同性婚についての議論が白熱していた2003年、当時の政府の命で行われたこの研究は、最近まで公表されていなかった。研究を担当したコンコルディア大学のポール・ヘイスティングス教授の情報開示要求によって、公になった。
研究報告は、二人の母と生活する子供と、父と母と生活する子供を比較した際、同レベルの社会的能力をもっていると結論付けている。
「いくつかのケースでは、二人の母を持つ子供の方が、伝統的な家庭の子供より社会的能力が高かった。また少ないがその逆のケースも見られた。しかし、ほとんどのケースでは二つの家庭の違いによる子供の社会的能力の差を見出すことはできなかった。」と、74ページの報告書に記されている。

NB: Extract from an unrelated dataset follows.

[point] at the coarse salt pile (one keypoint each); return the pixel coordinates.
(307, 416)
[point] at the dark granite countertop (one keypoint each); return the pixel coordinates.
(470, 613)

また、報告書には子育てに関するおよそ100項目の研究が掲載されている。
しかしながら研究資料として採用できた同性カップルのほとんどは女性カップルで、調査範囲も小さく、特に男性カップル家庭については、最終的な結論には至ってないとしている。
ヘイスティングス教授は彼の推測に過ぎないとしながらも「この研究が長い間公表されてこなかったのは、2006年にステファン・ハーパー首相の保守政権が誕生したためではないか」と語っている。ハーパー首相は選挙期間中、同性婚禁止への議論を再開することを公約として掲げ、昨年12月には実際に動議として国会に提出したが、動議の採択は否決された。教授は、「同性カップルが異性カップルと同様に子育てが可能だと示すこの研究結果は、ハーパー政権にとって都合の悪いものだったのだろう」と語る。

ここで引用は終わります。